There are several possible scenarios that could unfold the next morning. Bob can:
- A) get out of bed when the alarm rings,
- B) snooze for an extra hour and then get up, or
- C) sleep in until 10AM like he usually does.
With each possibility, he’s going to think and feel a certain way about himself. Bob could think:
- A) “F*CK YES! I DID IT!” - feeling enthusiastic and empowered, or
- B) “Okay, I snoozed for an hour, but it’s still progress. I’ll aim for 7AM tomorrow.” - feeling hopeful and eager, or
- C) “Ugh, I did it again. I’m just not going to get it.” - feeling disappointed and frustrated.
Whatever choice of action he makes, it’s going to affect his self-esteem and how he feels about himself.
Values + Action → Integrity → Self-Trust + Self-Respect → Self-Esteem → Actions + Thoughts + Emotions
I Want to Feel Good About Myself
So basically, I practice discipline for my self-esteem. I write this when I don’t want to, for my self-esteem. I get out of bed when I don’t want to, for my self-esteem. know I’ll feel bad about myself if I don’t do it. I know I’ll feel so much better about myself if I do do it. And I know that the way I see and feel about myself makes all of the difference. Cultivating and maintaining my self-esteem is the most important aspect of my personal development.
The little things seem so little in the moment. But over time, that progress or lack thereof, adds up. Making that small shift today, and tomorrow, and the day after - makes a huge difference 6 months from now, 1 year from now, 10 years from now.
And when the big things hit, I continue to make my decisions based on “how do I want to feel about myself?”
Taking Action for Cultivation
There is a misconception that we should just feel good about ourselves, that we should feel worthy, that we should trust ourselves. But ideals and values require action in order to make it into reality.
Love is our birthright, and we need to unlearn toxic patterns and practice healthy love.
Joy is our birthright, and we need to build up the courage to activate and embrace joy without self-sabotage.
Each one of us are born worthy, and we need to take action to cultivate the sense of worthiness.
We are all deserving of respect, and we need to live in a way that is respectful.
This is why I don’t sit around reading motivation quotes or writing affirmations in order to feel “worthy” one day. They can definitely help as reminders but are far from sufficient. Self-efficacy and self-respect requires cultivation.
Self-esteem requires action.
- Journal on the following questions and sentence prompts:
- What is one habit or action I haven’t felt the motivation to execute?
- How would I feel about myself 6 months from now if I continue to put it off?
- How would I feel about myself 6 months from now if I took action today?
- What 3 important things would I be able to accomplish if I started to actively cultivate an increased sense of self-esteem?
- I will (take x action) for my self-esteem.
- Watch this short video on the Six Pillars of Self-Esteem or go read the book.

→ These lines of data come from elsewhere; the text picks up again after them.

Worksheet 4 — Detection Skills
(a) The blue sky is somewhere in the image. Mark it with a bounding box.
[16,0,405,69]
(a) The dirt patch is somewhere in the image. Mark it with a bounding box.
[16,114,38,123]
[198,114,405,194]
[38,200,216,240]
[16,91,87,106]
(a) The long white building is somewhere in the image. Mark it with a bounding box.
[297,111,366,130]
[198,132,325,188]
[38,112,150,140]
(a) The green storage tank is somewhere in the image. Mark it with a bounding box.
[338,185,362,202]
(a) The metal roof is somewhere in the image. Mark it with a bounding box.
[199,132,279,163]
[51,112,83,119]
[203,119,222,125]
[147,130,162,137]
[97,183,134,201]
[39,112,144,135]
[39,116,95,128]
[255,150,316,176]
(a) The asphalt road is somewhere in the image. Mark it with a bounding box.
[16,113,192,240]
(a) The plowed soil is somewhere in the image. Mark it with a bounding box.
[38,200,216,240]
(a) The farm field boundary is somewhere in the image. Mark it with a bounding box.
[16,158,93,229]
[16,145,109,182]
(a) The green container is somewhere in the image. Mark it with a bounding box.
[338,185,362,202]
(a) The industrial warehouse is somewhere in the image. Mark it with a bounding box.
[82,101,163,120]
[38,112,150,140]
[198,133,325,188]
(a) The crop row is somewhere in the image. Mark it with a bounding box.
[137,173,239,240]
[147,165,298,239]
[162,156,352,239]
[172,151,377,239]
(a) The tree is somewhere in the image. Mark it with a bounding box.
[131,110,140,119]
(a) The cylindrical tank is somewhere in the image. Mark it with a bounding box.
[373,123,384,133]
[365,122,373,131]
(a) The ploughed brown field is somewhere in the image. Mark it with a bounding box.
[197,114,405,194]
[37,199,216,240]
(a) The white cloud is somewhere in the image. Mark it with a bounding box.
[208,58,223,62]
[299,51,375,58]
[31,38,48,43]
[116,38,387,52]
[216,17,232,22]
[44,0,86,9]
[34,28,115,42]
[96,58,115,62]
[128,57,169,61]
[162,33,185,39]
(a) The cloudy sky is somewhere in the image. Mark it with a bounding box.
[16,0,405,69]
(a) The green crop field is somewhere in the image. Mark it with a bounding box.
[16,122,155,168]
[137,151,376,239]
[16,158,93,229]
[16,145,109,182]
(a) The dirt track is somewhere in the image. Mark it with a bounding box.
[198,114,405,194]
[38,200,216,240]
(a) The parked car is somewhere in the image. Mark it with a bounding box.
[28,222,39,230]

- Start this sentence-completion exercise to help you build self-esteem. I’m on week 14.
- Start practicing discipline TODAY. Move through the knowing-doing gap.
On my whiteboard, I have written “Discipline is FREEDOM.”
I’m realizing now that it feels so liberating because it helps increase my self-esteem - the confidence in my ability to face life’s challenges and my sense of worthiness. And that feeling of liberation is so worth getting out of bed for.